# DocumentLens: Rich Document Parsing with LLMs

A powerful, LLM-based tool for extracting structured data from rich documents (PDFs) with Llama models.

## Overview

This tool uses Llama models to extract text, tables, images, and charts from PDFs, converting unstructured document data into structured, machine-readable formats.
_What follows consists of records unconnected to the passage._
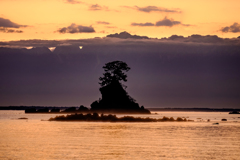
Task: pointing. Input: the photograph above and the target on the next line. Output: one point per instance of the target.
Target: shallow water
(36, 139)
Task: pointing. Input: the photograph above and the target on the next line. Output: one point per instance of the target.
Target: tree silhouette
(114, 71)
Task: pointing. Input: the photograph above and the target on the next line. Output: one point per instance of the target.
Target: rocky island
(115, 99)
(95, 117)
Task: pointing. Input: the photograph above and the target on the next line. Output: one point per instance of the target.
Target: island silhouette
(115, 98)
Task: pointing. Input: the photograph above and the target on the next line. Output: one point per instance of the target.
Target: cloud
(149, 9)
(163, 73)
(6, 30)
(96, 7)
(143, 24)
(103, 22)
(73, 28)
(235, 28)
(126, 35)
(165, 22)
(73, 1)
(6, 23)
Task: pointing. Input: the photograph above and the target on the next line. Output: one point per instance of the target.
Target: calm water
(36, 139)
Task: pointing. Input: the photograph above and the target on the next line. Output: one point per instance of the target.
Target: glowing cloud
(51, 48)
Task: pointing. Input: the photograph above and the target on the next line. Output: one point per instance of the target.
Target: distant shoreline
(151, 109)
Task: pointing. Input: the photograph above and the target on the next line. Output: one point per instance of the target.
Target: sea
(205, 138)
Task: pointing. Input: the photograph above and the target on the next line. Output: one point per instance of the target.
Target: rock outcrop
(116, 100)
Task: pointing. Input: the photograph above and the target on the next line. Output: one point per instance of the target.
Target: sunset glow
(72, 19)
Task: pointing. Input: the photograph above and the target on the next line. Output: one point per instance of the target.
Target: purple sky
(195, 71)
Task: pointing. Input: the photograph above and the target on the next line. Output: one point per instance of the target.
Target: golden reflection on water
(35, 139)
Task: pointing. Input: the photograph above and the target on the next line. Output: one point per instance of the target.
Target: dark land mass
(62, 109)
(113, 118)
(194, 109)
(115, 98)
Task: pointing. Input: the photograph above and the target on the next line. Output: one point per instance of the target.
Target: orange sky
(42, 19)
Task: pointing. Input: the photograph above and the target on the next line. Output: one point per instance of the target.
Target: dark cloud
(96, 7)
(165, 22)
(103, 22)
(149, 9)
(126, 35)
(235, 28)
(143, 24)
(164, 73)
(73, 28)
(73, 1)
(6, 30)
(6, 23)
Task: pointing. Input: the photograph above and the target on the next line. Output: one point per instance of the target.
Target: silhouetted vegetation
(55, 110)
(113, 118)
(115, 99)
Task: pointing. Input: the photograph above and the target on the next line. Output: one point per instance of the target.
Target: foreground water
(36, 139)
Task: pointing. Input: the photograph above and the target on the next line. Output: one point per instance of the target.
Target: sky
(74, 19)
(181, 53)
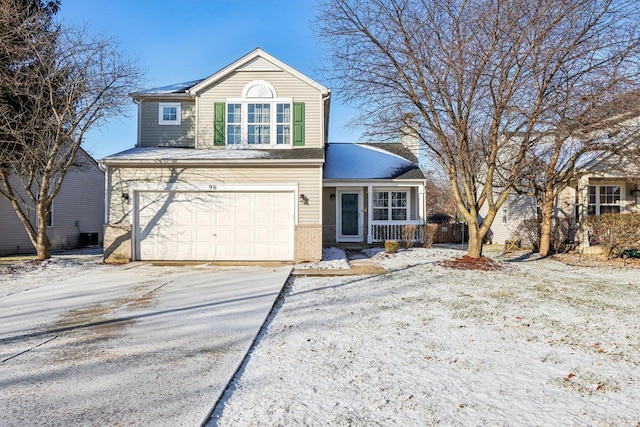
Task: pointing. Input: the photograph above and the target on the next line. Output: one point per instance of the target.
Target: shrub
(615, 232)
(391, 246)
(430, 231)
(408, 235)
(439, 218)
(530, 229)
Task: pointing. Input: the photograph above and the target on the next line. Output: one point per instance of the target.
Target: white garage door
(220, 226)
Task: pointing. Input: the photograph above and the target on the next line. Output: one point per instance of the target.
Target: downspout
(107, 185)
(325, 133)
(139, 132)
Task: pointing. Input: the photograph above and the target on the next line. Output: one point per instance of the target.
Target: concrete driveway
(129, 345)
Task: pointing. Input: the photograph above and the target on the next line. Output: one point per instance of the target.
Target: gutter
(207, 162)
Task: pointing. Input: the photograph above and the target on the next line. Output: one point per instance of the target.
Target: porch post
(369, 213)
(421, 204)
(583, 191)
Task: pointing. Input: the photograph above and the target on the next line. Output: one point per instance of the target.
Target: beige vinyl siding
(329, 206)
(13, 237)
(285, 85)
(306, 177)
(154, 135)
(78, 208)
(507, 222)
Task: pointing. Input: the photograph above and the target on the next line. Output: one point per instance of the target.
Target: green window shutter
(298, 123)
(218, 127)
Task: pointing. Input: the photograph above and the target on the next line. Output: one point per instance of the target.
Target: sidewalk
(361, 265)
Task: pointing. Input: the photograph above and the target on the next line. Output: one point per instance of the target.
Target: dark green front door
(350, 215)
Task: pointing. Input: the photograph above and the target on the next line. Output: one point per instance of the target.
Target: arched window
(259, 118)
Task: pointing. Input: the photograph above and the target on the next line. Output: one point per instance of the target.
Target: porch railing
(401, 231)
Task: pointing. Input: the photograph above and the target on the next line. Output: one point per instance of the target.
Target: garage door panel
(215, 226)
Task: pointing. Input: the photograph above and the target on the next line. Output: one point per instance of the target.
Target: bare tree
(57, 83)
(478, 81)
(612, 128)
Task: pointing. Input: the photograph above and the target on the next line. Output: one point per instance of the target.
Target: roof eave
(247, 58)
(149, 96)
(336, 182)
(207, 162)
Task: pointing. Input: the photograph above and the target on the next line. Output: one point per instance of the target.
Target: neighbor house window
(169, 113)
(390, 205)
(234, 123)
(604, 199)
(50, 216)
(283, 124)
(259, 118)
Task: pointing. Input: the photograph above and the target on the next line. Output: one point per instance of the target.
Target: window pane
(259, 134)
(380, 214)
(284, 134)
(398, 214)
(398, 199)
(609, 209)
(284, 113)
(380, 199)
(259, 113)
(234, 113)
(169, 114)
(234, 134)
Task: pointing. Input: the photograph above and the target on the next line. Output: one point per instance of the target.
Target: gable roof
(369, 161)
(255, 60)
(181, 155)
(170, 89)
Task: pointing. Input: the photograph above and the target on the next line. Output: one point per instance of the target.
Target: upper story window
(259, 118)
(169, 113)
(390, 206)
(603, 199)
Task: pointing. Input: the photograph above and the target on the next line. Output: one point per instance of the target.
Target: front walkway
(129, 345)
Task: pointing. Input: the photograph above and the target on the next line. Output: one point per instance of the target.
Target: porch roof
(368, 161)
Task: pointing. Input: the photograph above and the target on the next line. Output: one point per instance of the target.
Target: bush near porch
(617, 233)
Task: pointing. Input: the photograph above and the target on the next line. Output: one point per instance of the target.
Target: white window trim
(273, 124)
(597, 204)
(340, 238)
(259, 92)
(390, 208)
(162, 106)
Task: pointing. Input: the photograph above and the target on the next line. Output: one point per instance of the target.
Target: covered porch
(371, 213)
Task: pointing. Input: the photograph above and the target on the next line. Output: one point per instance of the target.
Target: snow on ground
(332, 259)
(19, 274)
(536, 343)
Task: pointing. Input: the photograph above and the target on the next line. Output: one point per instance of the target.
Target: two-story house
(232, 168)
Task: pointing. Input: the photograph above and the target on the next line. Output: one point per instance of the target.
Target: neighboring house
(604, 183)
(230, 168)
(371, 193)
(77, 214)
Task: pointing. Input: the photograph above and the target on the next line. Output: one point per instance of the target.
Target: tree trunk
(476, 236)
(42, 245)
(546, 225)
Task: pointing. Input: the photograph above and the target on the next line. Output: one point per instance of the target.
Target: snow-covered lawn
(536, 343)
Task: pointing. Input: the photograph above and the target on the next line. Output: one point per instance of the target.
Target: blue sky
(179, 41)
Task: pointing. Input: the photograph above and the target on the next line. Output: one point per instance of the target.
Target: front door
(349, 216)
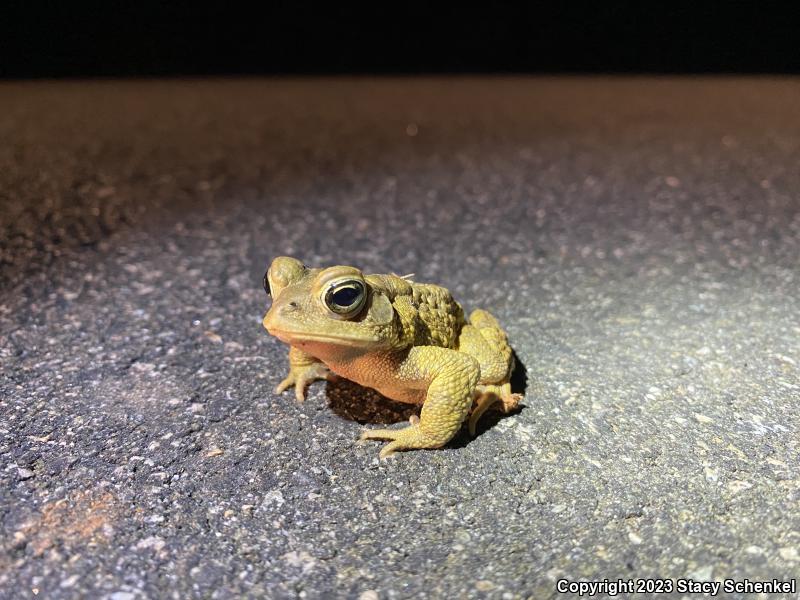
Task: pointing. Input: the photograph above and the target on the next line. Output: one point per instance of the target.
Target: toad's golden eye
(346, 297)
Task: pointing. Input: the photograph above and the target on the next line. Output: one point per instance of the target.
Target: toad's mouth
(302, 337)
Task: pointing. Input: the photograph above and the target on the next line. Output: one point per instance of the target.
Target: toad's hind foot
(408, 438)
(489, 396)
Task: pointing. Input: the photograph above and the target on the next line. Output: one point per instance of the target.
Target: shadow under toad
(366, 406)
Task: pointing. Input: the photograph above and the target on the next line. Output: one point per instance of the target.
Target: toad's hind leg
(484, 340)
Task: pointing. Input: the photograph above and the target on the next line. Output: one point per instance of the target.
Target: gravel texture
(639, 239)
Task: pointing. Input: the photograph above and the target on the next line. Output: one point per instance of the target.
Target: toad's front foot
(408, 438)
(302, 376)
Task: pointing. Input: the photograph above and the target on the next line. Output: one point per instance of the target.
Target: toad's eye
(346, 298)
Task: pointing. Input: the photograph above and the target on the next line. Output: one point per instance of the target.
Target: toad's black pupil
(345, 296)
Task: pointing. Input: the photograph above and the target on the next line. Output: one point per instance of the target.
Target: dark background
(116, 39)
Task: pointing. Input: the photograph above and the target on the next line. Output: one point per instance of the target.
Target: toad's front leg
(452, 377)
(303, 370)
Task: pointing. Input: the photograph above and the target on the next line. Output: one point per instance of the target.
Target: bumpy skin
(409, 341)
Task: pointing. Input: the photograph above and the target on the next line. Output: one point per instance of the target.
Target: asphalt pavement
(638, 238)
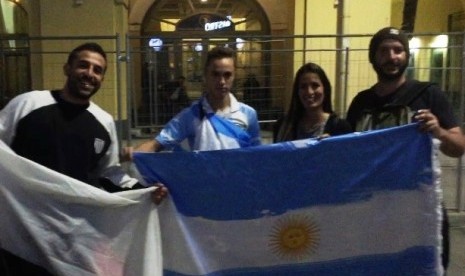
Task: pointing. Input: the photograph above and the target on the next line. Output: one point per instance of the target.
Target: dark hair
(296, 104)
(296, 109)
(387, 33)
(219, 52)
(90, 46)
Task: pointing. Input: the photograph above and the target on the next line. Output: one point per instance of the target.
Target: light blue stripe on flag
(358, 204)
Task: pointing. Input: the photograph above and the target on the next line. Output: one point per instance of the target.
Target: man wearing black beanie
(389, 55)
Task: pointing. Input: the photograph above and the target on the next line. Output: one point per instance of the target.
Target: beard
(77, 90)
(386, 76)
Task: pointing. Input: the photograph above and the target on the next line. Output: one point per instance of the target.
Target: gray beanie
(387, 33)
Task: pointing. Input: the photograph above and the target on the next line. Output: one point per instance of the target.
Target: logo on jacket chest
(99, 144)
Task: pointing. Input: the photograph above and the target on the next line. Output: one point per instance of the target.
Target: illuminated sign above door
(205, 22)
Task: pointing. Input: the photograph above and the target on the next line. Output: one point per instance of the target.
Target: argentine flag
(357, 204)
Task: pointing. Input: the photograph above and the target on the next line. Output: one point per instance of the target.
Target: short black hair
(387, 33)
(219, 52)
(89, 46)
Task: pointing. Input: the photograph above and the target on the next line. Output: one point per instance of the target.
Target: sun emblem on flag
(294, 237)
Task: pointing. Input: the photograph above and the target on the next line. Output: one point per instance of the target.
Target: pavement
(457, 244)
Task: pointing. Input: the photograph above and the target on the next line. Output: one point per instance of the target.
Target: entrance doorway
(184, 38)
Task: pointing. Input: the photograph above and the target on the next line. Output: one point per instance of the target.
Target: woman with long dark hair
(310, 114)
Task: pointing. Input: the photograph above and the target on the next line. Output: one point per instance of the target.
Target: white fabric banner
(72, 228)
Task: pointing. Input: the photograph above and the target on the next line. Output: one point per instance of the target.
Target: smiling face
(219, 78)
(311, 91)
(85, 75)
(390, 60)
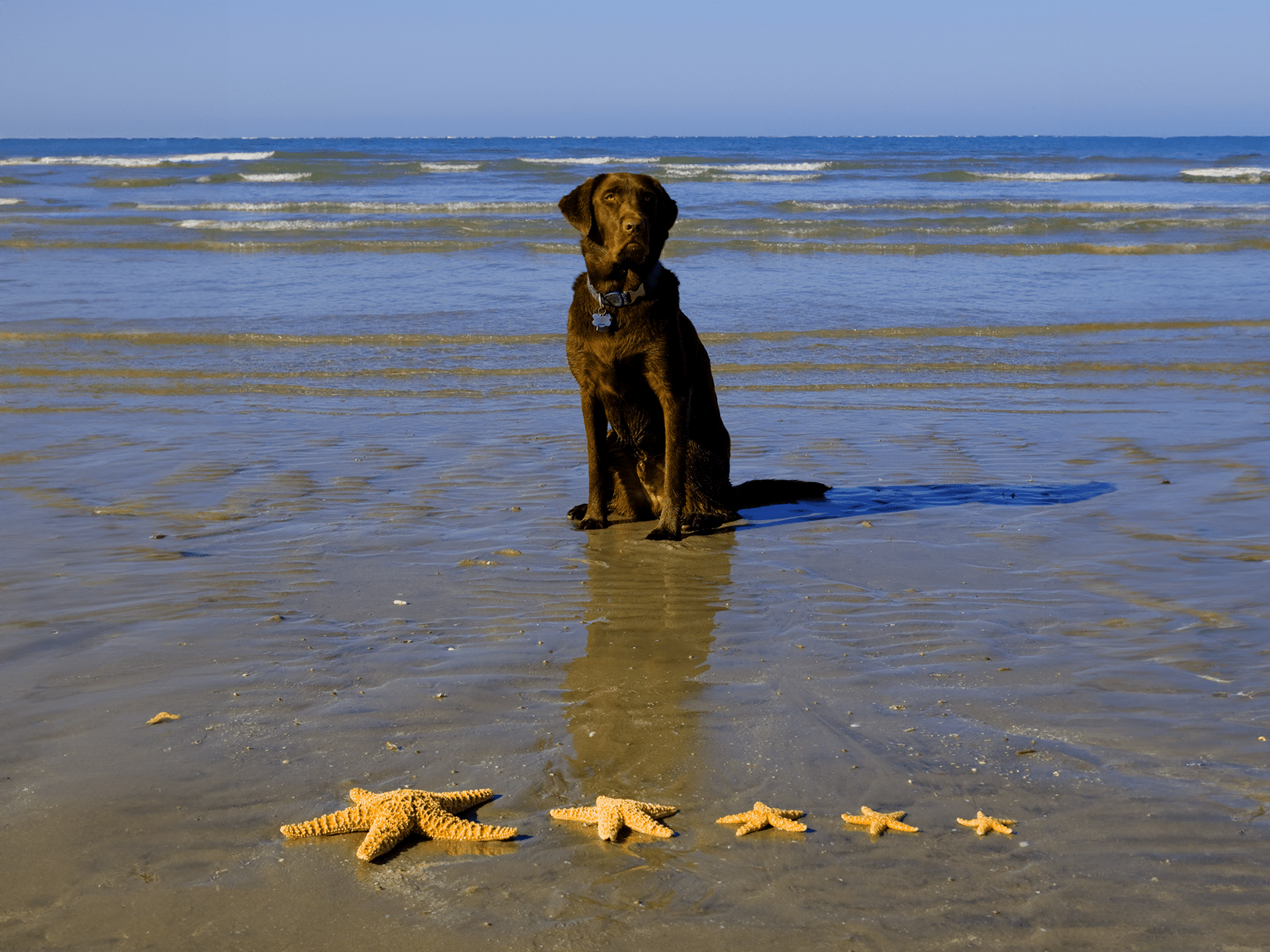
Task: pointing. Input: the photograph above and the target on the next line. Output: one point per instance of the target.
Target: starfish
(393, 817)
(982, 824)
(611, 814)
(877, 823)
(764, 815)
It supports:

- **Text extraction**: Extract and structure main text, titles, captions, etc.
- **Table extraction**: Convert complex tables into structured data formats
- **Image extraction**: Extract images with contextual descriptions and captions
- **Chart extraction**: Convert charts and graphs into structured JSON data
- **Multiple output formats**: JSON, CSV, Excel, and SQL database storage
- **Vector search capabilities**: Semantic search across extracted content

The tool is designed to handle complex documents with high accuracy and provides flexible configuration options to tailor extraction tasks to specific needs.


## Project Structure

```
structured_parser/
├── src/
│   ├── structured_extraction.py  # Main entry point and extraction logic
│   ├── utils.py                  # Utility functions and classes
│   ├── typedicts.py             # Type definitions
│   ├── json_to_table.py         # Database integration functions
│   └── config.yaml              # Configuration file
├── pdfs/                        # Sample PDFs and extraction results
├── README.md                    # This file
├── CONTRIBUTING.md              # Contribution guidelines
└── requirements.txt             # Python dependencies
```


## Installation

### Prerequisites

- Python 3.9+
- [Optional] Local GPU for offline inference

### Setup

1. Clone the repository

```bash
git clone https://github.com/meta-llama/llama-cookbook.git
cd llama-cookbook
```

2. Install project specific dependencies:
```bash
cd end-to-end-use-cases/structured_parser
pip install -r requirements.txt
```

### Configure the tool (see [Configuration](#Configuration) section)
(Note: Setup API Key, Model for inferencing, etc.)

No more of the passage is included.